Support means understanding the enduring economic draft in this country that has compelled many into uniform because they seek access to higher education as opposed to a role in the “War on Terror.” A National Priorities Project study conducted last November showed that “nearly two-thirds of all [military] recruits were from counties with median household incomes below the US median … [and] that 15 of the top 20 counties had higher poverty rates than the national average.” So, supporting our troops doesn’t mean a blind adherence to the military policies they carry out, but, instead, solidarity with those members of the armed forces who are most adversely affected by its policies.

No matter what your definition, the “support our troops” mantra is unfulfilling because it is impossible to really pass judgments, positive or negative, on the troops as a unified entity. The partisan debate over who really supports the troops is a mindless political football game that turns people into statistics and overlooks the individuality of those in the military and the differences between each soldier, unit or division. The actions of an individual in the armed forces should be judged on a case-by-case basis taking into account, among other things, one’s place in a chain of command.

By virtue of their immense power, commanding officers at the Pentagon and officials in Washington war rooms have primary responsibility for the results of war. The military structure subjects individual autonomy to its will, and rallies individuals under an ideology of duty and country. In this way, it is difficult to assign responsibility to soldiers for the things that happen in war, however atrocious or valiant. And yet, to strip these men and women of responsibility is to deny them the very humanity which we must remember and confirm.

The Nuremberg trials following World War II determined that individuals who played a role in the genocide would not be exonerated by the defense that they were simply following orders. As Principle IV of the Nuremberg code states, “The fact that a person acted pursuant to an order of his Government or of a superior does not relieve him from responsibility under international law, provided a moral choice was in fact possible to him.” The principle articulated by the Nuremberg code simultaneously re-infuses agency into an individual while tacking on a clause that highlights the difficulty, which persists today, of addressing moral responsibility.

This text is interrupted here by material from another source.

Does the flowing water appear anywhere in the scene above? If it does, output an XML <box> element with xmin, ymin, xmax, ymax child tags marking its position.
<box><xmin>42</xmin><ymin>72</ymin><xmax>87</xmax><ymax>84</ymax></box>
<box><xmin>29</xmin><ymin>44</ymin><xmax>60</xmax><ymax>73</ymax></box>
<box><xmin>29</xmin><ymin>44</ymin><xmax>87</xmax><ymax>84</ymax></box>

In combat, soldiers inevitably enter another world where accountability withers, and where individual moral choices are tugged at by so many external forces. For most of us, nothing we have ever experienced comes close to this kind of moral dilemma, and so it is difficult to see this as anything but black and white. But it is critical that students empathize with the harsh realities of military service and war, before making blanket statements about the troops.

No matter how great your distaste for war, or your disapproval of militarized college campuses, it is senseless to project these frustrations indiscriminately onto students in uniform. Whether in training or returning from service, members of the military deserve to be engaged before they are judged.